CRISI: SACCOMANNI, TASSO TITOLI 7% NON E’ PUNTO NON RITORNO

CRISI: SACCOMANNI, TASSO TITOLI 7% NON E’ PUNTO NON RITORNO CODACONS: IL PASSATO NON E’ PARAGONABILE IL GOVERNO DEVE RIDURRE L’INFLAZIONE ABBASSANDO IVA ED ACCISE

 
L’opinione diffusa che il rendimento dei titoli di stato al 7% rappresenti un punto di non ritorno "non e’ corretta". Lo ha sottolineato il direttore generale della Banca d’Italia, Fabrizio Saccomanni, precisando che l’Italia ha sopportato in passato tassi anche più alti.

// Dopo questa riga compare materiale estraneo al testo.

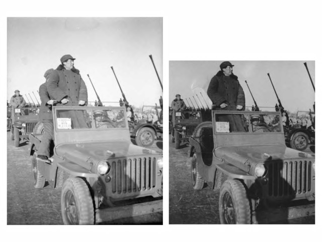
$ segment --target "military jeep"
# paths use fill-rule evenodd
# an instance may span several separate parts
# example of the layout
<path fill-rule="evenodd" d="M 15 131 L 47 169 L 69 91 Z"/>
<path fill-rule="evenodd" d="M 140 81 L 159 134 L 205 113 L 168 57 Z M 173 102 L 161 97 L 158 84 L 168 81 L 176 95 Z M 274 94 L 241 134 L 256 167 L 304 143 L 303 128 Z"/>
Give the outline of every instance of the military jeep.
<path fill-rule="evenodd" d="M 34 187 L 61 189 L 64 224 L 162 211 L 162 154 L 131 143 L 124 107 L 53 106 L 52 112 L 51 162 L 37 158 L 41 134 L 30 135 L 29 150 Z"/>
<path fill-rule="evenodd" d="M 181 142 L 188 144 L 189 137 L 201 123 L 202 123 L 202 117 L 200 110 L 180 112 L 173 110 L 171 135 L 175 148 L 179 149 Z"/>
<path fill-rule="evenodd" d="M 20 141 L 27 140 L 33 132 L 38 120 L 39 108 L 38 107 L 12 108 L 11 140 L 15 141 L 15 146 L 19 147 Z M 8 125 L 7 120 L 7 126 Z"/>
<path fill-rule="evenodd" d="M 189 139 L 193 188 L 220 191 L 220 223 L 315 214 L 315 158 L 286 146 L 281 118 L 277 112 L 213 110 L 212 121 Z"/>

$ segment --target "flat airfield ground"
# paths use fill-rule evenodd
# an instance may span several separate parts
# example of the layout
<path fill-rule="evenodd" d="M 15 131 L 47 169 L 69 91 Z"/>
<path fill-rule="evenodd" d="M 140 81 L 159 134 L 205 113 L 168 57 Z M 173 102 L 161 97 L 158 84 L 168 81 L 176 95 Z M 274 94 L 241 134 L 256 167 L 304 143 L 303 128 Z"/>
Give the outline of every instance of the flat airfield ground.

Per il Codacons è vero che l’Italia ha sopportato tassi ben più alti, ma anche perché aveva un’inflazione a due cifre. Quello che conta per gli investitori, infatti, è il tasso di interesse reale, dato dal tasso nominale meno l’inflazione. Quando nel 1980 l’Italia ha avuto un’inflazione che ha sfondato la barriera del 20% il tasso di interesse reale era addirittura negativo. E’ vero, comunque, che nel corso degli anni ’80 l’interesse reale ha raggiunto il 5% e, quindi, era superiore a quello attuale, ma, non essendoci ancora l’euro, l’Italia aveva maggiori strumenti di manovra per intervenire e, dunque, il confronto è difficilmente proponibile.
Per l’associazione di consumatori, quindi, è bene che il Governo, accanto a misure che rassicurino gli investitori sulla sostenibilità del debito pubblico nel lungo periodo, agisca con decisione per abbassare l’inflazione e, per questa via, i tassi di interesse reale. Questo significa abbassare l’Iva e le accise aumentate dal Governo Berlusconi, compensando le minori entrate con l’Ici triplicata per le casi sfitte e le doppie case, la patrimoniale, ed un contributo di solidarietà per chi guadagna più di 90.000 euro. E’, infatti, incredibile, e mortale ai fini di una maggiore crescita, che, nonostante il calo dei consumi, persino alimentari, l’inflazione ad ottobre sia aumentata su base mensile dello 0,6%. Abbassare le tasse su lavoro e imprese, come si prefigge di fare Monti, significa dare una boccata d’ossigeno alle imprese moribonde, ma non certo guarirle. Solo con la crescita dei consumi le aziende avranno una ripresa degli ordinativi e potranno guarire, cosa certo non ottenibile aumentando la tassazione sui consumi.